Y sigue: "Patino con una piba de 69 (Norma). Es viuda, tiene siete hijos, 17 nietos y un bisnieto. Hace un tiempo ella tuvo que dejar, pero volvió hace cinco o seis años".En la casa de Chiche se respira patín. Su esposa Ligia es jueza, una categoría provincial lleva el nombre de su hija (Gilda Aliscioni) y él se dio el gusto de patinar junto a su nieta Sofi.

"Ando mejor en patines que a pie. Cuando me casé en el ‘60 dejé, retomé allá por los ‘80 y ahora volví hace unos ocho años", cuenta.

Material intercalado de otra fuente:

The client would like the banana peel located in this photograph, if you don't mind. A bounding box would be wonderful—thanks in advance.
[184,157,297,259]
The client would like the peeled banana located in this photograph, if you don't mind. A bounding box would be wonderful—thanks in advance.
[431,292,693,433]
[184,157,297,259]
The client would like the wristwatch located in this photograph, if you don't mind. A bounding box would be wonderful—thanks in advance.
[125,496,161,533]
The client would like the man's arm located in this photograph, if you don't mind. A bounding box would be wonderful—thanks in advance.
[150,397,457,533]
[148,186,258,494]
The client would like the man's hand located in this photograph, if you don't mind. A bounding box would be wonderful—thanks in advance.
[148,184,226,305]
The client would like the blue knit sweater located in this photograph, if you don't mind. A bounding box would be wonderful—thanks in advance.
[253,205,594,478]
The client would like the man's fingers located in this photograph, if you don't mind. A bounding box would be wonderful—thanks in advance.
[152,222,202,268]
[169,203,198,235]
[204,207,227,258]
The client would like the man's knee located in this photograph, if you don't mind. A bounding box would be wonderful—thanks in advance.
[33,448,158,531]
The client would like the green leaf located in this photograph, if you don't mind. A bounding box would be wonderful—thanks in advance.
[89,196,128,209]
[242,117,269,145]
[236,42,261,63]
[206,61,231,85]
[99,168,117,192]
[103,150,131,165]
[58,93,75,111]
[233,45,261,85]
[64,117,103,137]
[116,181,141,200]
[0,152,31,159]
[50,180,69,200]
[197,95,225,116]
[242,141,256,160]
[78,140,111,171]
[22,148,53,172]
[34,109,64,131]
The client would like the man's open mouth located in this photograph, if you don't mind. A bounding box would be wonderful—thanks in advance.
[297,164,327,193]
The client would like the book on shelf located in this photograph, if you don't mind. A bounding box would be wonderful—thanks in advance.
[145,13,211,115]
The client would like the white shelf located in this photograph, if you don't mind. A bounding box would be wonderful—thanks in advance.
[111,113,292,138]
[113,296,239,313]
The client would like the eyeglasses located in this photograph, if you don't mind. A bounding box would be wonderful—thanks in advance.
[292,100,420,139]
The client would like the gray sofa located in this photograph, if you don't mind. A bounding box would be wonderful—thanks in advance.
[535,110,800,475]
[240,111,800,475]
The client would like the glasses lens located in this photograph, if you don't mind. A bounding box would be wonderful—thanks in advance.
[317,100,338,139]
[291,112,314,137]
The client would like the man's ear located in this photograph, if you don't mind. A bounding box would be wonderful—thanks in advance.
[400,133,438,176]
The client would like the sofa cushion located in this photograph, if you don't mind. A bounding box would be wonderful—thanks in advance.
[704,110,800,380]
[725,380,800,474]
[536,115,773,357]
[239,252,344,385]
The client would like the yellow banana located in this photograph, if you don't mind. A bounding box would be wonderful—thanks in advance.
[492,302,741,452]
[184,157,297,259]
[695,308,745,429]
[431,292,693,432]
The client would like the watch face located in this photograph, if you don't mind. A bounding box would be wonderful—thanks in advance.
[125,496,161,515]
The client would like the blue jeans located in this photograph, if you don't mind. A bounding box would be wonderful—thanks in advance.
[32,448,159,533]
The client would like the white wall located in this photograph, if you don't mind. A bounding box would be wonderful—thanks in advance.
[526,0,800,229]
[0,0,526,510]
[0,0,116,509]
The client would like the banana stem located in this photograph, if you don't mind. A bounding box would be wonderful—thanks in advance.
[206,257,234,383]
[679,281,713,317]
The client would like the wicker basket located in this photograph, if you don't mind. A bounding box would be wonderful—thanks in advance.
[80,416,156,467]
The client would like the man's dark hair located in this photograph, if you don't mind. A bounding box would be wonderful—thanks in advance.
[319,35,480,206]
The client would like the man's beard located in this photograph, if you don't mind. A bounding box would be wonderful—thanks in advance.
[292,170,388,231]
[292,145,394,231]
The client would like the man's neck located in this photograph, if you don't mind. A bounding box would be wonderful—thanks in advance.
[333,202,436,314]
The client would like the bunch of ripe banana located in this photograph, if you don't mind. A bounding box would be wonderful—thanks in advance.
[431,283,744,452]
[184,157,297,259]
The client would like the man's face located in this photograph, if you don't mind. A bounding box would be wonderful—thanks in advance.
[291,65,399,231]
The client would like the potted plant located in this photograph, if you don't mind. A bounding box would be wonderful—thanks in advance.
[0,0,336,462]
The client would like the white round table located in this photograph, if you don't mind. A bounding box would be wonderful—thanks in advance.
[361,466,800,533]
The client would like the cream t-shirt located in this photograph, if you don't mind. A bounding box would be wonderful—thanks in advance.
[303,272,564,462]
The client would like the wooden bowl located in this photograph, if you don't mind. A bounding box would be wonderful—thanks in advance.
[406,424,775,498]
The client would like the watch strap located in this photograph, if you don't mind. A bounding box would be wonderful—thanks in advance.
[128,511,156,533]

Ítalo entrena entre una hora y hora media, cuatro veces a la semana. Es el único hombre del grupo de Adultos Mayores y afirma con orgullo que nunca tuvo problemas con ninguna de sus compañeras. "También hago La Cumparsita con Ivana, una chica de 37 años. Con ella bailamos tango", explica Chiche.

Este joven de "casi 82" (cumple años el 14 de enero) también hizo experiencia en otros deportes. Frontón, hockey sobre patines, bicicleta y jugó 15 partidos con la selección de fútbol de Villa María. "A los 70 años jugué al fútbol otra vez", comenta risueño.

En el patín ya no compite, pero si realiza exhibiciones. El grupo está integrado además por unas 15 mujeres, quienes patinan tranquilamente y preparan unos cuatro o cinco números. En el club, Chiche es un referente para los más pequeños. "Yo les enseño a los chiquitos, cuando me ven entrenando enseguida me vienen a preguntar. Y a mí me gusta hacerles hacer el trompo", indica.

Ítalo es un apasionado de lo que hace, pero él sabe perfectamente cuál es su rol. Confiesa que, más allá del tango, no conoce demasiado sobre música y que las melodías para los cuadros de patinaje son elegidas por las profesoras.

"Tengo muchos trajes de antes, blusas y pantalones. Uso preferentemente en color negro, como el sombrero. Los pañuelos en cambio, blancos", agrega Chiche.

Y cierra: "En el momento que estoy patinando, bailando, trato de estar lo mejor posible. Esto me ayuda a mantenerme bien, igual que la pesca. Esas son mis dos terapias".

  • Familia sobre ruedas

Chiche manejó camiones durante muchos años y se jubiló a los 57 años. Su hija Gilda fue la primera campeona provincial y su nieta Sofía Miceli es subcampeona argentina en patín escuela. Su hijo jugó hockey sobre patines y su esposa es jueza de patín.Ítalo y Norma se autorotulan como "los más viejitos del patín". No es poco.